New Testament scholar Scot McKnight shares the influence George Ladd has had on him. I, too, am among the influenced. My NT seminary professor, Manfred Brauch, assigned Ladd's A Theology of the New Testament to us. My hard cover copy is falling apart from reading and re-reading it. A few years ago I shared lunch with Manfred. I asked him if he would still use Ladd's text today. Yes, indeed, he would.
McKnight writes: "I was at Eerdmans the day they unloaded the freshly printed copies of his A Theology of the New Testament. I gobbled one up and by the time I graduated from college I had read and read and read that thing. Ladd’s argument was that salvation-history, the dynamic of now but not yet, was at the core of Jesus’ kingdom vision and the theology of the entire New Testament."
In Redeemer Ministry School we use Ladd's The Gospel of the Kingdom.

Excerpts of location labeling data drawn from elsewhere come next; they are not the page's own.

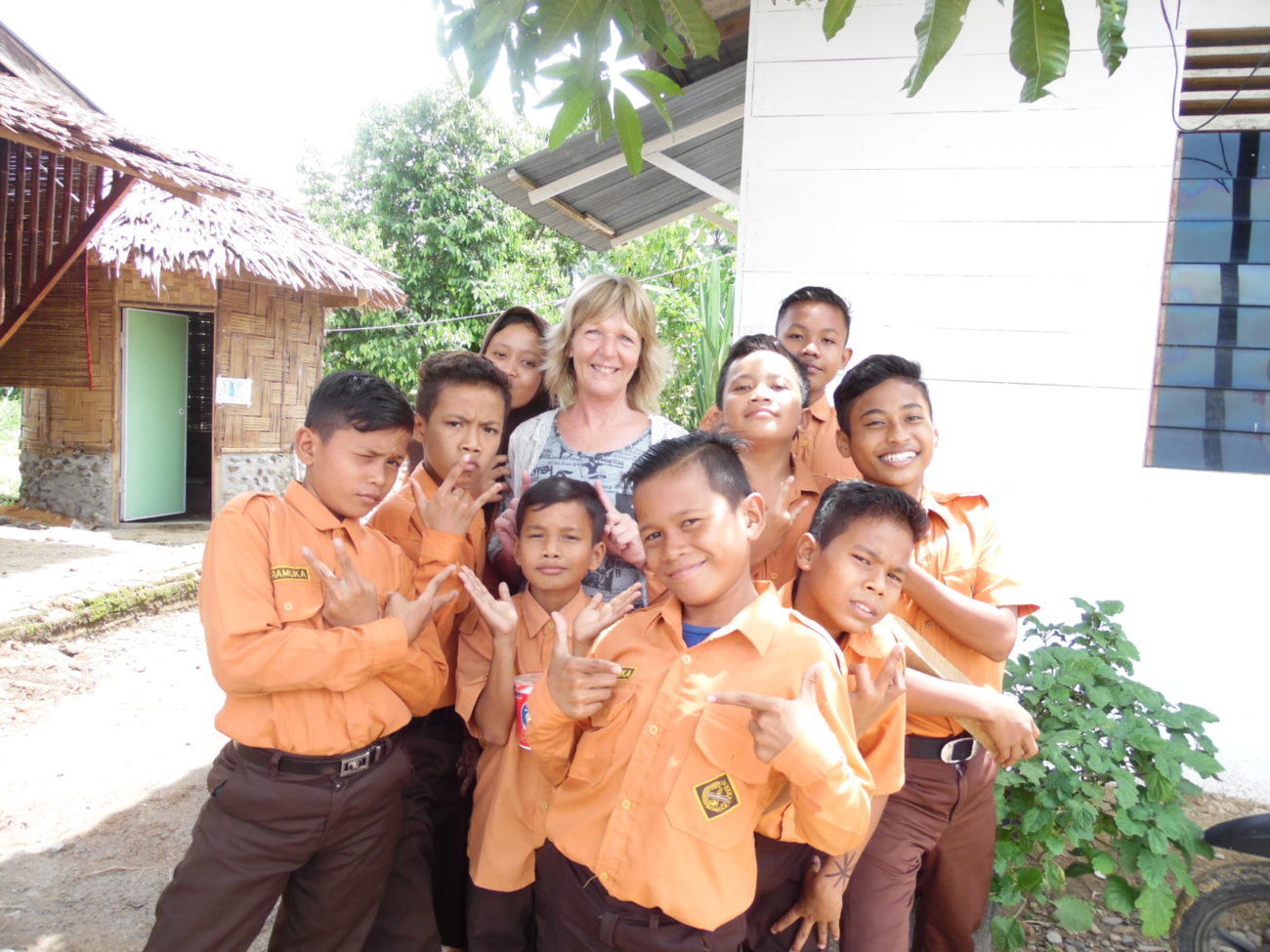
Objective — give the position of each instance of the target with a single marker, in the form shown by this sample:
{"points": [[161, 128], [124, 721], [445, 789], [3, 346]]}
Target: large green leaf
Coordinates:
{"points": [[1112, 32], [936, 32], [836, 13], [1039, 46], [629, 132], [695, 24]]}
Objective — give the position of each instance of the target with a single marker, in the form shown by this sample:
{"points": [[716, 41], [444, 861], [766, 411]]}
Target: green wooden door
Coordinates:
{"points": [[155, 364]]}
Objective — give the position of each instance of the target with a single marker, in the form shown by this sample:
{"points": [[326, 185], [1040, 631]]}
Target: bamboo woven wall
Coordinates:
{"points": [[274, 337]]}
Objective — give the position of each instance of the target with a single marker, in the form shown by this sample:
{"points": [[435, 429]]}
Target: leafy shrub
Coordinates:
{"points": [[1105, 794]]}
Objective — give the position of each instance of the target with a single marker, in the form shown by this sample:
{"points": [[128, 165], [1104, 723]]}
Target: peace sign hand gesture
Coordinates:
{"points": [[351, 598], [579, 685], [775, 722], [452, 508]]}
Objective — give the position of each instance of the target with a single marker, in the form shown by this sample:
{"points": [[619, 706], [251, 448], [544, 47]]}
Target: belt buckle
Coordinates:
{"points": [[951, 750], [356, 763]]}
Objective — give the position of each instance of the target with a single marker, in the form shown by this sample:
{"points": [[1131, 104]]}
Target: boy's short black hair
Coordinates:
{"points": [[716, 453], [752, 343], [867, 375], [825, 296], [850, 500], [447, 368], [562, 489], [360, 400]]}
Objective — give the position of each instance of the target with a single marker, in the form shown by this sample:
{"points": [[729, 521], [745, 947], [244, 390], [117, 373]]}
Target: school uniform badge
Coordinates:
{"points": [[716, 796]]}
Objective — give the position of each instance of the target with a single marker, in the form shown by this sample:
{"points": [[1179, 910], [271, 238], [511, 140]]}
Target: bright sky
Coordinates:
{"points": [[248, 81]]}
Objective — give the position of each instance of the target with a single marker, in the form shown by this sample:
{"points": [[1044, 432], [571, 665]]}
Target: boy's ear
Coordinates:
{"points": [[306, 444], [843, 444], [597, 557], [805, 553], [753, 511]]}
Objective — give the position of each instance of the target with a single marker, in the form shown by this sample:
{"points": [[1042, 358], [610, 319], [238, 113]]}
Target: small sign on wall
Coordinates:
{"points": [[233, 390]]}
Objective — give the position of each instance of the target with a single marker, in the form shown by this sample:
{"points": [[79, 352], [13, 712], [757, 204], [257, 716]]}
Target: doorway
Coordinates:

This is the best single text on the Kingdom of God there is. How important is this? Remember that understanding "the kingdom of God/heaven" is the hermeneutical key to understanding the Real Jesus.
McKnight writes: "George Eldon Ladd was a Titan, his work irreplaceable, and his impact incalculable."
McKnight strongly recommends John D'Elia's biography of Ladd: A Place at the Table: George Eldon Ladd and the Rehabilitation of Evangelical Scholarship in America.